Im BBW Abensberg besteht die Möglichkeit, ein vorberufliches Training, sogenannte berufsvorbereitende Bildungsmaßnahmen (BVB), zu absolvieren. Diese erstrecken sich auf ein Jahr und haben zum Ziel, die Rehabilitanden mit Tätigkeiten in verschiedenen einschlägigen Ausbildungsfeldern (Farbe, Ausbau, Metall, Holz, Hauswirtschaft, Gartenbau u.v.m.) vertraut zu machen. Hier können die Teilnehmer herausfinden, für welche Tätigkeiten sie geeignet sind. Gleichfalls finden zeitlich kürzere Maßnahmen der Berufsfindung und Arbeitserprobung statt, die vom Assessmentcenter für die Probanden organisiert werden, die bereits einen bestimmten Berufswunsch hegen.

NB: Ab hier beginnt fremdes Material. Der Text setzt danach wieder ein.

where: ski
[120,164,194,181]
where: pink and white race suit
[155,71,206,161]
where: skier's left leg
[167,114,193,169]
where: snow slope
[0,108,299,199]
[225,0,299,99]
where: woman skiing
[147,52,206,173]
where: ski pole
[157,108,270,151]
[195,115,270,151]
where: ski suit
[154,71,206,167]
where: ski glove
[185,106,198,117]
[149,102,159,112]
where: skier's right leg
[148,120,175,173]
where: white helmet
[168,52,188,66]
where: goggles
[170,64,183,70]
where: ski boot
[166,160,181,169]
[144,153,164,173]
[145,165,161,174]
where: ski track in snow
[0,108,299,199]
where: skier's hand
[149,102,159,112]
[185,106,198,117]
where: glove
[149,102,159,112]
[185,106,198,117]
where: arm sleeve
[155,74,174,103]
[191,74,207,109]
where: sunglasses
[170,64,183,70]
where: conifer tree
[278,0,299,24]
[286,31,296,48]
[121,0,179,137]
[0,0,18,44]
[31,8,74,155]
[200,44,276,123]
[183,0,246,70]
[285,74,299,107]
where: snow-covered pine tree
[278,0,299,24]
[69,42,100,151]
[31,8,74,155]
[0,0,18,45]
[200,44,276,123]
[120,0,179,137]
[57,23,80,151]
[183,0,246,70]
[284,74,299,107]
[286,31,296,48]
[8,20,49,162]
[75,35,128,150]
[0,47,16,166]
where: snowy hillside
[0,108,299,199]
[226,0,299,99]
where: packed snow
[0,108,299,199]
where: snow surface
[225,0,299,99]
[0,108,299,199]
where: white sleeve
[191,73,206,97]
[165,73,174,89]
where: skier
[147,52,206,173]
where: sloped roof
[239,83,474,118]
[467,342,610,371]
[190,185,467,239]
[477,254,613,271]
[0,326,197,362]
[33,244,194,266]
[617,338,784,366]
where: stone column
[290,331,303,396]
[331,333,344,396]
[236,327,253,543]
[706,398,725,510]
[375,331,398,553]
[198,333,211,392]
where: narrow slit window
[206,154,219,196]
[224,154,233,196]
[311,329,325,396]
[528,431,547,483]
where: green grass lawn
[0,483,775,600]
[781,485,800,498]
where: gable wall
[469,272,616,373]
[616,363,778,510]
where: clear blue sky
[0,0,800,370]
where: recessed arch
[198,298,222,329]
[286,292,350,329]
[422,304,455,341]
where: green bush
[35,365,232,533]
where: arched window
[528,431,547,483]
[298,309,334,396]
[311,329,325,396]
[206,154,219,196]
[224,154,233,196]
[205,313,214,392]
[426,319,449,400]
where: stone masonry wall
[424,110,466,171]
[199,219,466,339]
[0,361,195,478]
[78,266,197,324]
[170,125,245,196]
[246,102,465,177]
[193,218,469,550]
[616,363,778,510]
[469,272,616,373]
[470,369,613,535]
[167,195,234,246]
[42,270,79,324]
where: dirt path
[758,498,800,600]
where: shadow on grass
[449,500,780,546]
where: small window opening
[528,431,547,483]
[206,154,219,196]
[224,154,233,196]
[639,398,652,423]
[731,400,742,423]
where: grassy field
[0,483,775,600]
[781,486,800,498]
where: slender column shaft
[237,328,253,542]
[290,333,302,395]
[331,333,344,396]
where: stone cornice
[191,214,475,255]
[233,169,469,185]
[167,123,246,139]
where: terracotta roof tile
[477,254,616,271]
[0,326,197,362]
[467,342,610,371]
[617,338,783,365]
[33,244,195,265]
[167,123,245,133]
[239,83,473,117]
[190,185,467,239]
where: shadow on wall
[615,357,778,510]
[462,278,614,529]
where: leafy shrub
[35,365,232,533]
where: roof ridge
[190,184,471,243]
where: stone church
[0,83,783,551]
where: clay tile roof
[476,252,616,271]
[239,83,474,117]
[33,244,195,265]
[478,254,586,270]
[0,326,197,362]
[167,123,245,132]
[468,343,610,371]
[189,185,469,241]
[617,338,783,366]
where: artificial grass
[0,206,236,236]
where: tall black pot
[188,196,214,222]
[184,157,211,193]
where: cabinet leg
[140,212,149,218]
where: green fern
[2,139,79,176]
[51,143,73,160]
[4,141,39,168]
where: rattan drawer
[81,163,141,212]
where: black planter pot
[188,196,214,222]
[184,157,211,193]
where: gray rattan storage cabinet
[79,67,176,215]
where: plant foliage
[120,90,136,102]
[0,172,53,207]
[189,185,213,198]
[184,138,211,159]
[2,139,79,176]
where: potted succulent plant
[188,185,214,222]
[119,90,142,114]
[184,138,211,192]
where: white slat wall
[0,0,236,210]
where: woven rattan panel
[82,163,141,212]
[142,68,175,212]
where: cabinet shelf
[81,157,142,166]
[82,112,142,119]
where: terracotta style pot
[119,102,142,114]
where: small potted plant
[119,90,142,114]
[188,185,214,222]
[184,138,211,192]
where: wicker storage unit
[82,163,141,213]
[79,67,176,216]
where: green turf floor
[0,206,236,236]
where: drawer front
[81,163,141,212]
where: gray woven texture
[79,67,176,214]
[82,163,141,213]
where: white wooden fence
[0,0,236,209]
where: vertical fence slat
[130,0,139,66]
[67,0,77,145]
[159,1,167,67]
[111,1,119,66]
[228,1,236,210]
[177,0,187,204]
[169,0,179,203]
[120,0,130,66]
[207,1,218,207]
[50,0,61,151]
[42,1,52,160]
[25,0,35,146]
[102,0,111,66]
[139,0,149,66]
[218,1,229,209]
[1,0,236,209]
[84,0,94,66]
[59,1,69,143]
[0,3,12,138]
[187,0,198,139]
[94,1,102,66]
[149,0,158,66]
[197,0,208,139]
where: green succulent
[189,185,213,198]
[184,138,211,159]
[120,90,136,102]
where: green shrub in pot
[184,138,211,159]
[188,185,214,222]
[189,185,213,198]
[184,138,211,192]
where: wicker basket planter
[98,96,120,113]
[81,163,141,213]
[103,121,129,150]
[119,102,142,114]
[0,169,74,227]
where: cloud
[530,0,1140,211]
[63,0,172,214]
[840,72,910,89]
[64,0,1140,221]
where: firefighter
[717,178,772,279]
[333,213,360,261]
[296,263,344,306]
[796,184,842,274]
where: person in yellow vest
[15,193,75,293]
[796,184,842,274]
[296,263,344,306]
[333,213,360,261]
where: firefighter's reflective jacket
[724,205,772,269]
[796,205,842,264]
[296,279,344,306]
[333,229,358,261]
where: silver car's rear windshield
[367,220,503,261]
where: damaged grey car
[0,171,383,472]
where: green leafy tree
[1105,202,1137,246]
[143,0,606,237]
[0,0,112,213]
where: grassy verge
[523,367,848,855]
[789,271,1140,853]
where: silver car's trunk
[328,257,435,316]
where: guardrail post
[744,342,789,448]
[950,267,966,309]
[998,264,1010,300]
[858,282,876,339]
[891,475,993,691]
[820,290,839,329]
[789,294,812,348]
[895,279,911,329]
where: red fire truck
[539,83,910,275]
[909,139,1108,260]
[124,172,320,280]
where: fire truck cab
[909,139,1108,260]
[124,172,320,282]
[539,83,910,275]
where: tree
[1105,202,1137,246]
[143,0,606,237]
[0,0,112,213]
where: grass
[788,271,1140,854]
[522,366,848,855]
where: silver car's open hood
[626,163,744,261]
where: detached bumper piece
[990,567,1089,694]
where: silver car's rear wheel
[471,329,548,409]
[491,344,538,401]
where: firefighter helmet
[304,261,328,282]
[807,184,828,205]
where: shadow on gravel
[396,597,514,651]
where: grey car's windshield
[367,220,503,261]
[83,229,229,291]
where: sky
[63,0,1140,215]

Ziel der Assessmentmaßnahmen besteht darin, von jedem Probanden ein Fähigkeitsprofil zu erstellen und mit dem Tätigkeitsprofil eines möglichen Berufes zu vergleichen. Aus der unzureichenden Kongruenz bzw. der Diskrepanz zwischen Fähigkeiten und beruflichen Erfordernissen im jeweiligen Tätigkeitsbereich ergibt sich dann der individuelle Unterstützungsbedarf. Den ressourcenorientierten ICF Kriterien entsprechend findet hier ein eigens entwickeltes Testinstrumentarium, der DIK 2, Verwendung. Ausbilder, Lehrer der Berufsschule, Therapeuten sowie die Sozialpädagogen in den Internaten arbeiten eng unter der Leitung eines für jeden Probanden zuständigen Case Managers zusammen, der den Rehabilitationsverlauf des jeweiligen Probanden begleitet und strukturiert.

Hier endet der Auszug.